As soon as I walk into my own apartment, I see Paul and Benny in the living room playing poker. They don't live with me, but they do spend a lot of their time here and they've become like family.
''Well someone doesn't look too happy.'' Benny states as he notices me walk in. ''What's up, not manage to pull a bird or something?'' he laughs knowing full well that I will of course have pulled, but as usual expecting the gossip of my night which I never reveal. I suppose if I was a true player I'd take pride in how many women I actually sleep with and be happy to share all the juicy details of what I'd done with them. But I'm not a true player, and I'm certainly not proud of what I do but it's all I can do to keep myself from going crazy.
''I'm going to bed.'' I say as I point in the direction of my bedroom.
''That knackering was it?'' he says with a smirk as I flip him the finger as I walk towards my bedroom, hearing him laugh.
Hearing laughter and shouting coming from the living room, I stir from my sleep and grab my phone to check the time, 10:16am. Explains the light trying to creep through the curtains. Noticing I've also got new messages, I sit up in bed rubbing my eyes as I open the inbox.
Seeing one new message from Rosie, I frown slightly. She never sends me texts anymore, well not in months. Not since we had a huge argument about her interfering in my life and how I live it. So if she's texting me now, it's either something really important, or she's completely bored and there's no one else around her right now for her to annoy.
Soph
I need to see you this weekend. Can you come home?
Rosie
Is she insane? It's already Saturday morning. She expects me to travel to Weatherfield and cram in a few hours, before I have to come back here and be back in work on Monday morning? No way. The only time my family spent together in the past two years has been filled with arguments, even when I agreed to spend Christmas there last year I ended up leaving before dinner because of all the arguing.
I quickly type a response back.
Sorry Rosie,
Can't make it this weekend. Another time yeah?
Soph
No sooner had I pressed to send the message, my phone starts to ring and Rosie's name flashes up. Sighing loudly, I clear my throat before I answer.
''Hi Rosie.'' I sigh down the phone.
''Sophie, I really need to speak to you.''
''You're speaking to me Rosie, what is it?''
''I need to speak to you in person. If you won't come home, then I'll come to you.

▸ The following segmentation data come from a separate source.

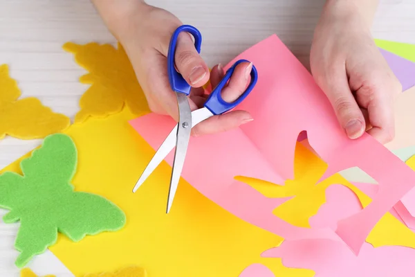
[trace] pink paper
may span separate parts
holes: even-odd
[[[275,275],[264,265],[252,264],[246,268],[239,277],[275,277]]]
[[[255,120],[236,130],[192,138],[182,177],[230,213],[287,240],[338,240],[328,229],[288,224],[272,214],[271,206],[281,200],[267,199],[240,182],[232,184],[237,175],[276,184],[293,178],[295,143],[306,130],[311,146],[329,165],[322,179],[358,166],[379,184],[380,189],[368,206],[338,224],[336,233],[358,253],[377,222],[415,186],[415,173],[371,136],[349,139],[312,76],[277,36],[243,52],[227,67],[239,59],[252,62],[258,70],[256,87],[238,107]],[[174,125],[155,114],[131,124],[154,149]],[[171,165],[172,156],[166,161]]]
[[[326,203],[310,219],[310,224],[313,227],[335,227],[335,222],[342,216],[361,209],[354,193],[343,186],[330,186],[326,197]],[[415,276],[415,249],[404,247],[374,248],[365,242],[356,257],[338,242],[304,240],[284,241],[280,247],[265,251],[261,256],[282,258],[286,267],[313,270],[315,277]]]

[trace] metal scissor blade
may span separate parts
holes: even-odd
[[[179,120],[177,125],[177,141],[176,142],[176,151],[174,152],[174,160],[173,161],[173,170],[172,179],[170,179],[166,213],[169,213],[169,211],[170,211],[174,195],[176,195],[192,131],[192,113],[190,112],[187,96],[180,93],[176,93],[176,95],[178,103]]]
[[[158,166],[158,165],[165,159],[166,156],[169,154],[170,151],[176,145],[176,141],[177,140],[177,125],[173,128],[170,134],[167,136],[166,139],[163,142],[162,145],[154,154],[153,158],[145,168],[142,174],[140,177],[138,181],[136,184],[134,188],[133,188],[133,193],[137,191],[138,188],[145,181],[149,176],[154,171],[154,170]]]

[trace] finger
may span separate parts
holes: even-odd
[[[243,93],[252,69],[252,62],[242,62],[237,66],[229,83],[222,89],[221,96],[225,101],[232,102]]]
[[[174,63],[178,72],[192,87],[202,87],[209,80],[209,68],[187,33],[181,33],[178,37]]]
[[[212,88],[214,88],[218,85],[221,80],[225,75],[225,72],[223,71],[223,67],[222,64],[219,64],[213,66],[212,69],[212,71],[210,72],[210,84]]]
[[[395,136],[394,105],[387,98],[374,98],[368,106],[369,120],[372,128],[367,133],[380,143],[387,143]]]
[[[332,73],[331,77],[325,78],[323,90],[347,136],[358,138],[365,132],[365,118],[350,90],[345,69]]]
[[[226,132],[252,120],[252,117],[248,111],[233,111],[206,119],[192,129],[192,135],[199,136]]]

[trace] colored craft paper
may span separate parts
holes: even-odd
[[[100,274],[86,274],[84,277],[147,277],[145,269],[138,267],[130,267],[122,269],[115,273],[103,273]]]
[[[20,277],[37,277],[35,272],[28,268],[24,268],[20,271]],[[56,277],[55,275],[46,275],[44,277]]]
[[[89,116],[103,118],[116,114],[124,105],[136,116],[148,111],[133,67],[120,44],[115,48],[110,44],[68,42],[64,49],[73,53],[76,62],[89,72],[80,78],[82,83],[90,84],[91,87],[81,97],[75,123]]]
[[[404,59],[415,62],[415,45],[402,42],[375,39],[376,45]]]
[[[55,114],[30,97],[18,99],[17,82],[6,64],[0,65],[0,139],[10,135],[21,139],[41,138],[69,126],[69,118]]]
[[[243,175],[282,184],[274,181],[277,178],[259,177],[270,177],[273,172],[280,180],[292,179],[296,141],[306,130],[311,146],[329,164],[322,180],[358,166],[382,188],[369,205],[338,224],[335,233],[358,253],[378,221],[415,186],[415,173],[371,136],[365,134],[354,141],[347,138],[309,72],[277,36],[243,52],[227,67],[239,59],[252,62],[259,72],[257,86],[238,107],[248,111],[255,120],[222,134],[192,138],[182,177],[230,213],[287,240],[338,240],[327,229],[288,224],[272,214],[271,210],[278,206],[271,203],[273,199],[232,181]],[[131,124],[156,150],[174,123],[151,114]],[[254,152],[255,155],[246,157],[246,153]],[[166,159],[170,165],[172,154]]]
[[[265,265],[253,264],[246,268],[239,277],[275,277],[275,275]]]
[[[41,148],[21,163],[23,176],[13,172],[0,175],[0,207],[10,210],[6,223],[20,222],[15,243],[21,267],[44,252],[57,238],[57,231],[77,242],[86,235],[117,231],[125,215],[100,196],[74,192],[77,152],[66,134],[47,136]]]
[[[327,203],[311,220],[313,226],[335,227],[340,218],[361,209],[356,195],[344,186],[331,186],[326,197]],[[313,269],[315,277],[409,277],[415,274],[412,265],[415,249],[397,246],[374,248],[365,243],[356,257],[338,242],[284,241],[279,247],[265,251],[262,256],[282,258],[283,264],[287,267]]]
[[[127,219],[118,232],[86,236],[79,242],[58,235],[50,249],[75,276],[115,272],[126,265],[137,265],[152,277],[228,277],[261,263],[276,275],[313,277],[310,270],[287,269],[278,260],[261,258],[261,253],[278,245],[282,238],[228,213],[184,180],[175,208],[166,215],[171,174],[166,163],[141,187],[142,193],[132,193],[140,169],[154,154],[128,124],[135,116],[125,109],[104,120],[91,118],[66,131],[79,152],[72,181],[75,190],[102,195],[119,206]],[[19,170],[18,162],[5,170]]]

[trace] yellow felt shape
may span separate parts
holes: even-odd
[[[408,164],[415,169],[415,163]],[[274,214],[293,225],[310,227],[308,219],[315,215],[326,202],[325,190],[333,184],[342,184],[352,190],[363,206],[371,199],[340,174],[335,174],[321,183],[316,182],[323,175],[327,165],[311,150],[297,144],[294,165],[295,178],[284,186],[276,186],[260,180],[238,177],[268,197],[293,196],[274,210]],[[368,236],[367,241],[375,247],[402,245],[415,248],[415,233],[390,213],[385,214]]]
[[[147,277],[147,273],[143,268],[130,267],[124,268],[115,273],[86,274],[84,277]]]
[[[89,72],[80,78],[82,83],[91,87],[81,97],[75,123],[89,116],[104,118],[118,113],[124,105],[136,116],[149,111],[141,87],[120,44],[115,48],[111,44],[68,42],[63,48],[73,53],[76,62]]]
[[[9,75],[8,67],[0,65],[0,139],[10,135],[21,139],[44,138],[69,126],[69,118],[55,114],[39,99],[18,99],[20,91]]]
[[[282,238],[232,215],[181,180],[175,208],[165,204],[172,168],[156,169],[140,193],[132,188],[154,154],[129,125],[128,109],[104,120],[90,118],[66,132],[80,153],[72,184],[77,191],[98,194],[126,214],[123,229],[74,243],[62,235],[50,249],[76,276],[115,272],[126,265],[151,277],[237,276],[261,263],[276,276],[312,277],[308,269],[288,269],[261,253]],[[6,170],[19,171],[13,163]]]
[[[28,268],[24,268],[20,271],[20,277],[37,277],[35,272]],[[44,277],[55,277],[55,275],[46,275]]]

Where you staying now?''
''I can't do this we-'' Before I have a chance to finish my sentence, she interrupts me.
''Sophie Webster, tell me where you're staying or so help me I'll-''
''Okay okay, jesus Rosie!'' I know what she can be like when she doesn't get what she wants, and knowing my luck she'd end up finding me anyway and bringing Mum and Dad along for the ride too.
I finally give in and tell her my address so she can travel down later today and visit me. I still don't know what it is she wants to talk about, but she made me promise her that I'll be in at 7pm, so that's pretty much thrown a spanner in the works for a night out, cos' god knows when Rosie starts talking, I'll be here for hours. Well if I'm gonna be stuck in and listening to Rosie, I may as well have some drinks in, I think to myself as I make my way to the bathroom to get ready to go to the shops.